Aujourd’hui, le conte a perdu sa place d’antan au sein de la société. La nouvelle génération ne l’a pas vécu ou ne le vit pas. "Il serait aujourd’hui un peu prétentieux de dire que le conte a un impact actuel car il était en train de disparaître, parce qu’il souffre de conteurs dont beaucoup ont abandonné pour différentes raisons", constate Moussa Doumbouya, alias Petit Tonton, conteur membre de la Muse (association d’artistes pour la valorisation de la culture guinéenne). Depuis 15 ans, Petit Tonton travaille à faire revenir le conte. Après le jeu de la francophonie à Abidjan en 2017 où il a été médaillé d’argent, il a initié le "Café des conteurs", qui se déroule au studio Kyra, en face de l’hôtel du Golfe à Conakry.

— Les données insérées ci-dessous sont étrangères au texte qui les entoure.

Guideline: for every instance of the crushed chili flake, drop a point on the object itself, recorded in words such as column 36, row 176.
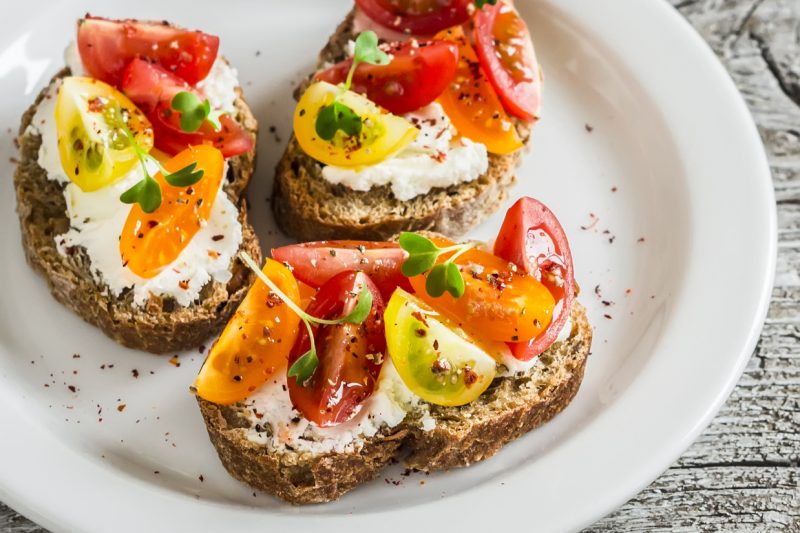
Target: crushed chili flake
column 594, row 220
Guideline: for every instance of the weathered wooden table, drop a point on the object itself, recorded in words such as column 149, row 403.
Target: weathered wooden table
column 743, row 473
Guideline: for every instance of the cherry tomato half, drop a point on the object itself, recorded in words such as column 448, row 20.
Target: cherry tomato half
column 151, row 241
column 107, row 46
column 416, row 17
column 350, row 356
column 317, row 262
column 472, row 103
column 500, row 302
column 93, row 148
column 504, row 46
column 532, row 238
column 416, row 76
column 256, row 342
column 152, row 88
column 435, row 359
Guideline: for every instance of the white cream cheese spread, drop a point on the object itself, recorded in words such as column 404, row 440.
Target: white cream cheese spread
column 277, row 425
column 97, row 218
column 436, row 158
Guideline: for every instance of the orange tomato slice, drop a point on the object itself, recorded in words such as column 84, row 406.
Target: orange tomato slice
column 151, row 241
column 256, row 342
column 500, row 302
column 471, row 102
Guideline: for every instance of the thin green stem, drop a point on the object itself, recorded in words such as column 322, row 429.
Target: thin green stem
column 462, row 249
column 313, row 347
column 292, row 305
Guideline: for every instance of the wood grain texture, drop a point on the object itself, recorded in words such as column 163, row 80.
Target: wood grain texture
column 743, row 473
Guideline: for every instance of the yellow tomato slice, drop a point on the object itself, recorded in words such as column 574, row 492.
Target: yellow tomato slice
column 151, row 241
column 435, row 359
column 256, row 342
column 500, row 302
column 472, row 104
column 95, row 150
column 382, row 134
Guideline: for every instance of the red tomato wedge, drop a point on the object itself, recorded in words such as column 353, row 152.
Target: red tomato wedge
column 107, row 46
column 416, row 76
column 416, row 17
column 532, row 238
column 315, row 263
column 151, row 241
column 350, row 355
column 472, row 103
column 505, row 49
column 152, row 88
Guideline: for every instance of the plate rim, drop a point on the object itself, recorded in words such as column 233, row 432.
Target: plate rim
column 62, row 519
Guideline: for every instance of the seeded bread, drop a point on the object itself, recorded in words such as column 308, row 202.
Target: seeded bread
column 511, row 407
column 161, row 325
column 309, row 208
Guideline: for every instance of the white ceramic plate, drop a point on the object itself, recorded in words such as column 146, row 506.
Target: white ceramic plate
column 670, row 134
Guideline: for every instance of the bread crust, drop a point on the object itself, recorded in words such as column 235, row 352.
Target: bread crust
column 161, row 325
column 309, row 208
column 463, row 435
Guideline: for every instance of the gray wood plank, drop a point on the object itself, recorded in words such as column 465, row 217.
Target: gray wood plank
column 743, row 473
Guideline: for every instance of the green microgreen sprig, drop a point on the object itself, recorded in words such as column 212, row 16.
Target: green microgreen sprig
column 422, row 256
column 303, row 369
column 146, row 192
column 336, row 115
column 195, row 112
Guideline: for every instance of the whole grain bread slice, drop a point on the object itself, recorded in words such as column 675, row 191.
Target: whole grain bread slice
column 308, row 207
column 161, row 325
column 511, row 407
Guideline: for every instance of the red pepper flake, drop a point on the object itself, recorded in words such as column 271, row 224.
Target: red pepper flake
column 593, row 223
column 470, row 377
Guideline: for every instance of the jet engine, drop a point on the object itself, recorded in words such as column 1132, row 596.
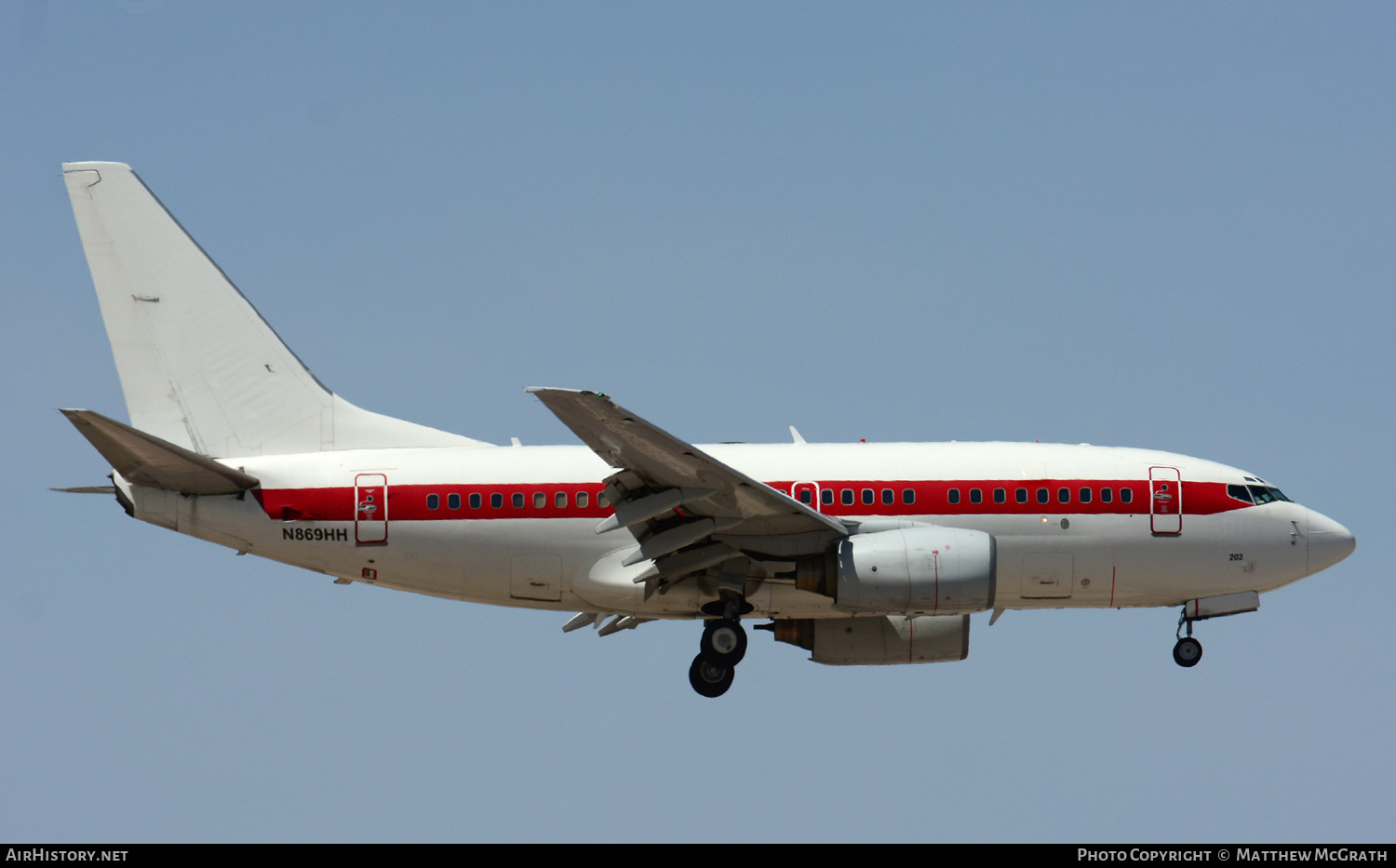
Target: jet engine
column 921, row 569
column 879, row 639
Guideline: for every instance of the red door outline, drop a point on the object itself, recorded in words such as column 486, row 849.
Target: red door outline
column 370, row 510
column 1164, row 500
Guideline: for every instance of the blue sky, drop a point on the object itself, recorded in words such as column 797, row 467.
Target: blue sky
column 1152, row 225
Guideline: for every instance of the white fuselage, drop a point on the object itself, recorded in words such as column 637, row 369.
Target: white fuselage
column 505, row 525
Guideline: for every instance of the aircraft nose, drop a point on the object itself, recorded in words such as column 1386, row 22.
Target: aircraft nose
column 1329, row 541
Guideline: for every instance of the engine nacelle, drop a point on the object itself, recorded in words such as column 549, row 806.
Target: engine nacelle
column 915, row 569
column 879, row 639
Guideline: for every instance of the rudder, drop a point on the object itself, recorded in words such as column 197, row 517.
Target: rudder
column 198, row 365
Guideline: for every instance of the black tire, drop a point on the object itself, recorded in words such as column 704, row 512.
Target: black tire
column 709, row 680
column 1187, row 652
column 723, row 644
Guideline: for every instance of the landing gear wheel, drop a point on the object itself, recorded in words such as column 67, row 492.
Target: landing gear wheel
column 723, row 644
column 709, row 680
column 1187, row 652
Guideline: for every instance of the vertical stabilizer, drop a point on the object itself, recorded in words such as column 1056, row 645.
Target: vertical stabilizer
column 198, row 365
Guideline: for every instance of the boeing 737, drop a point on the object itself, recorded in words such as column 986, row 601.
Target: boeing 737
column 857, row 553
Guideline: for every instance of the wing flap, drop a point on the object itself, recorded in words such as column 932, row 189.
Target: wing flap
column 740, row 505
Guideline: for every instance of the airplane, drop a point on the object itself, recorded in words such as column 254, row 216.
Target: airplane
column 857, row 553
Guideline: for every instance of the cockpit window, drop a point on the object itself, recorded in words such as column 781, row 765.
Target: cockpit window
column 1265, row 494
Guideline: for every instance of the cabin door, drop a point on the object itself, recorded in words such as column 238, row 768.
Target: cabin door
column 370, row 511
column 1164, row 500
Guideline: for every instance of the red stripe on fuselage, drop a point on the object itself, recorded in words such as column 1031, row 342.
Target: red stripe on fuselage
column 932, row 497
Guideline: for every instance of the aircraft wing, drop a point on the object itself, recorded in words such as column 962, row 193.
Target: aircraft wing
column 684, row 505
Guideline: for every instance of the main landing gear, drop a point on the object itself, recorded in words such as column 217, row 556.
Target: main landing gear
column 720, row 649
column 1188, row 650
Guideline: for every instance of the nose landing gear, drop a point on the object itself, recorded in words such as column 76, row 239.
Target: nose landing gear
column 1188, row 650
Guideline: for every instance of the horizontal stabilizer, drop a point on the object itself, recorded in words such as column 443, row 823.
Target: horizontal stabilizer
column 145, row 460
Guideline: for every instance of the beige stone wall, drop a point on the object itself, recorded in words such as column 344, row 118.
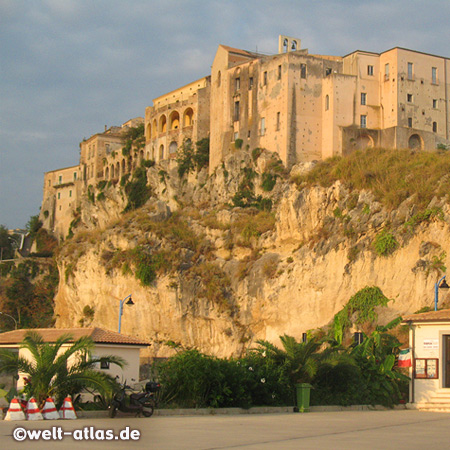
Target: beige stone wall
column 175, row 117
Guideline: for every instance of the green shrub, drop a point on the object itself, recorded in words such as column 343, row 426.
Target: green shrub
column 385, row 243
column 268, row 181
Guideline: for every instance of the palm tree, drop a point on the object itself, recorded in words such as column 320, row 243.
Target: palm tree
column 56, row 369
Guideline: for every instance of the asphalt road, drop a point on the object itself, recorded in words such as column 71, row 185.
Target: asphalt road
column 316, row 430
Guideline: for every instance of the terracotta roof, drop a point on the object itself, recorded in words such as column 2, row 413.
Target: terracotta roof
column 98, row 335
column 442, row 315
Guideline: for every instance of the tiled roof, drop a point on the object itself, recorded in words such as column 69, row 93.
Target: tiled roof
column 442, row 315
column 98, row 335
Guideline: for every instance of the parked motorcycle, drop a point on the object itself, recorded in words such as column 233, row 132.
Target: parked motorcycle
column 135, row 402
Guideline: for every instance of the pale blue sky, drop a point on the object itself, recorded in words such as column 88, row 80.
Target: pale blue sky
column 70, row 67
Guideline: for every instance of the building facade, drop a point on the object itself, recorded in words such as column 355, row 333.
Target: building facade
column 303, row 106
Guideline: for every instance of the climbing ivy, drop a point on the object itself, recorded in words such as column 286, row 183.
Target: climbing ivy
column 362, row 304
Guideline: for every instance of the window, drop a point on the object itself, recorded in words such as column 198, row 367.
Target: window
column 434, row 75
column 363, row 98
column 363, row 121
column 302, row 70
column 236, row 111
column 410, row 71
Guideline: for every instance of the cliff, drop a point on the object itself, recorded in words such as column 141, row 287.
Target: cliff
column 208, row 265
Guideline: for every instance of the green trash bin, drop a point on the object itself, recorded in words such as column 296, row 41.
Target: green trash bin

Le "Café des conteurs" est une adaptation harmonieuse du décor, du moment, de l’habillement et des habitudes. "Le but, pour lui, est de recréer l’ambiance du village". Dans un décor illuminé par une lampe à pétrole et aromatisé par les "Thiouraye" (encens), Petit Tonton, de concert avec sa griotte, le batteur du balafon et le flûtiste, chatouille le tympan des spectateurs assis sur des nattes. Le spectacle se déroule après le réfectoire crépusculaire. Comme au village. "Des adultes venus assister me demandent de refaire ça souvent pour les enfants", se félicite l’artiste.


Former des conteurs et adapter le conte au temps

Pour faire revivre le conte comme dans le passé, il projette aussi de former plus de jeunes conteurs. Car le conte permettrait, est-il convaincu, de remédier aux problèmes actuels de la Guinée, dus au manque d’éducation. "Mon plus grand souhait est que les jeunes soient plus attentionnés aux contes qui leurs enseignent beaucoup de choses" au détriment de la télé et des tablettes.

Pour parvenir à ce grand public guinéen friand de conte, Ibrahima Sory Tounkara dit Grand Tounk, artiste et directeur du Petit Musée, recommande en outre d’"adapter les contes et légendes à la bande dessinée, ce qui permettrait aussi de mieux les répertorier et les conserver", pense-t-il.

Rappelons que la culture en général n’est pas subventionnée par l’État guinéen.